Le loro reazioni furono agli antipodi, se il primo rabbrividì, il secondo prese a ridere ogni qual volta sullo schermo compariva la figura del Führer tedesco. Nacque così l’idea da parte di Chaplin di fare un film su quel che stava accadendo dall’altra parte dell’Atlantico. A questo si aggiunga la straordinaria somiglianza tra la “maschera” Charlot e Hitler. In particolar modo per i baffi, che erano segno distintivo dei due.
Il grande dittatore, tuttavia, si preannunciò sin da subito come un progetto tutt’altro che semplice. Gli assetti mondiali stavano mutando rapidamente e la guerra sembrava ormai inevitabile. Come ricorda lo stesso Chaplin, già a metà delle riprese, cominciate nel 1939, iniziarono ad arrivare da parte della United Artist comunicazioni piuttosto preoccupanti. Sia da New York che da Londra si faceva presente come un film satirico che si prendeva gioco del Führer tedesco poteva essere molto pericoloso e divenire un fiasco commerciale da due milioni di dollari. Chaplin era perfettamente consapevole del fatto che la maggior parte dei mercati europei, Italia e Germania in testa, avrebbero rifiutato di distribuire il suo film e che lo stesso mercato americano non sembrava pronto, ma a questi rischi l’artista rispose, come lui stesso ricordò in un’intervista, rilasciata qualche anno più tardi, «ero ben deciso a mettere in ridicolo le loro mistiche scemenze sulla purezza del sangue e della razza. [...] ero deciso a portarlo a termine, avessi anche dovuto noleggiare personalmente le sale da proiezione, […] ero deciso a tirare avanti, perché Hitler doveva essere messo alla berlina».

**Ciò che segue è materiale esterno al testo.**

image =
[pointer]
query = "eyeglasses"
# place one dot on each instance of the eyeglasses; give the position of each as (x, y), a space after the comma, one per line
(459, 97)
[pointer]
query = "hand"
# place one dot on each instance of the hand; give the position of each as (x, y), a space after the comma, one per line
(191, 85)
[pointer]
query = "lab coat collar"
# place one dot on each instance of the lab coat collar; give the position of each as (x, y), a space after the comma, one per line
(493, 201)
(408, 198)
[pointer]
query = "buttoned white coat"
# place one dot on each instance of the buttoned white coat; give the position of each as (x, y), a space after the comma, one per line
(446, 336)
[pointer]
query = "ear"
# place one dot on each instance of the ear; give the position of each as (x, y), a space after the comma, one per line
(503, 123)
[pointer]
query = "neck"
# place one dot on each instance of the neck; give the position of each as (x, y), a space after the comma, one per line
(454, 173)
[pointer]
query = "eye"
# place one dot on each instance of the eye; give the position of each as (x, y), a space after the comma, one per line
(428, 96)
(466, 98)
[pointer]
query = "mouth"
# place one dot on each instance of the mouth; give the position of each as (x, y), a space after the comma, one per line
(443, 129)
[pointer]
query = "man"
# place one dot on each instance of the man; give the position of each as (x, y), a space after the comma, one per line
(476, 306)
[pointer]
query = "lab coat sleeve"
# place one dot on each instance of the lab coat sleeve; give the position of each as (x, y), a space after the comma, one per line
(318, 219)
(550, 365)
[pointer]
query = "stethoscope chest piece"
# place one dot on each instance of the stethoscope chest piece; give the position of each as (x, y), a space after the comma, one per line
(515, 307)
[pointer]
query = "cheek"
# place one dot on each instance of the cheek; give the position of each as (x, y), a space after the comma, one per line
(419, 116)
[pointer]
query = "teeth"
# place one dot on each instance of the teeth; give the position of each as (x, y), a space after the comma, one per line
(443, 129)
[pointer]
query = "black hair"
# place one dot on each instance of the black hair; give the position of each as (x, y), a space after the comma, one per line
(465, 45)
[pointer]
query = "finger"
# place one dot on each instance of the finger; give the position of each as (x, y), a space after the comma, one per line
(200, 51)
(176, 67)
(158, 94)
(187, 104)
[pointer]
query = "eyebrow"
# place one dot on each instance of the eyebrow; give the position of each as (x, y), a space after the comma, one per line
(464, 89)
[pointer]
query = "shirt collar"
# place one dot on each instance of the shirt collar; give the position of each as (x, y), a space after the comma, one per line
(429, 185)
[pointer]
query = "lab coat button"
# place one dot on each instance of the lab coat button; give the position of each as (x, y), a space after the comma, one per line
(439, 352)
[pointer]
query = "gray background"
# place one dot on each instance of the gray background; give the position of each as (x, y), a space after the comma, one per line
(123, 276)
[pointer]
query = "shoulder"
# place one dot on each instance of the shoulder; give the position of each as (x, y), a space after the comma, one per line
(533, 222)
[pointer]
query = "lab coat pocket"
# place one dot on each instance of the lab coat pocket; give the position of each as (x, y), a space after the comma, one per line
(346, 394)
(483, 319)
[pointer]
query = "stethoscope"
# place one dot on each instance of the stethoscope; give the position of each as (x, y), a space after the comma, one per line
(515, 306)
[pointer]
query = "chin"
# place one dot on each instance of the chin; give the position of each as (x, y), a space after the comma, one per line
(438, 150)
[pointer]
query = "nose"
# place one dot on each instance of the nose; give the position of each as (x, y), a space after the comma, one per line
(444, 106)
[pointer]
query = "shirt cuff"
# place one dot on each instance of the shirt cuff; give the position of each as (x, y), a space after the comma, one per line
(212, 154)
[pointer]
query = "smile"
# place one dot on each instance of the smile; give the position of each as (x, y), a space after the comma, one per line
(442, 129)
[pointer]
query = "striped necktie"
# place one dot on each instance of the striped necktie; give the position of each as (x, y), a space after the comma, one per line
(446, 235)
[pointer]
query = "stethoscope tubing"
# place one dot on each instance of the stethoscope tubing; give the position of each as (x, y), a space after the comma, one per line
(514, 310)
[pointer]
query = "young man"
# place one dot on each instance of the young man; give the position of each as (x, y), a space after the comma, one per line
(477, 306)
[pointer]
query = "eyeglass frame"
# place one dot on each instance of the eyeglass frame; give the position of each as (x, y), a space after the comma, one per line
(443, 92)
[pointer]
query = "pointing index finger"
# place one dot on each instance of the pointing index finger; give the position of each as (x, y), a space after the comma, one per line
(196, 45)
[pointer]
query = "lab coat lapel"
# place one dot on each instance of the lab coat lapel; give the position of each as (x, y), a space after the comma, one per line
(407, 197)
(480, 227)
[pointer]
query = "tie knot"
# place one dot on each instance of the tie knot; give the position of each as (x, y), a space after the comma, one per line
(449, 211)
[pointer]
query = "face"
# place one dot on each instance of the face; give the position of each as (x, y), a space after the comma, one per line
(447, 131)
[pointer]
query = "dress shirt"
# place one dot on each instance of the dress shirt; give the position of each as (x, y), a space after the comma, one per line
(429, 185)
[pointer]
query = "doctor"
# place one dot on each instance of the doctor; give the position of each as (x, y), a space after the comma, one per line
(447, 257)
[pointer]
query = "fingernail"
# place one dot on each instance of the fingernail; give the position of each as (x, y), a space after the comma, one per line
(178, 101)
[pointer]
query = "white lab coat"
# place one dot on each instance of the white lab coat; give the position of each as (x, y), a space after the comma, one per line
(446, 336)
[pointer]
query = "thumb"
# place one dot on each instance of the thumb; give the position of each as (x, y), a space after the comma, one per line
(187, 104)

L’uscita in sala de Il grande dittatore rappresentò un evento mediatico senza precedenti: il successo fu immediato, non solo negli Stati Uniti ma in tutto il mondo “libero”.
In Italia la prima proiezione pubblica del film si tenne a Roma, a fine ottobre 1944, con la città ormai in mano degli Alleati. Il film di Chaplin, dopo quattro anni, passava dalla ferrea censura fascista alla liberissima proiezione in pubblico.
Settantasette anni dopo la sua prima proiezione, le parole con cui il film si chiude sono un commosso e quanto mai attuale appello alla solidarietà e alla dignità umana contro ogni tipo di nefandezza «Voi non siete macchine, siete uomini».
Un allarme che, ancora oggi conserva fin troppi elementi di tragica e stringente attualità.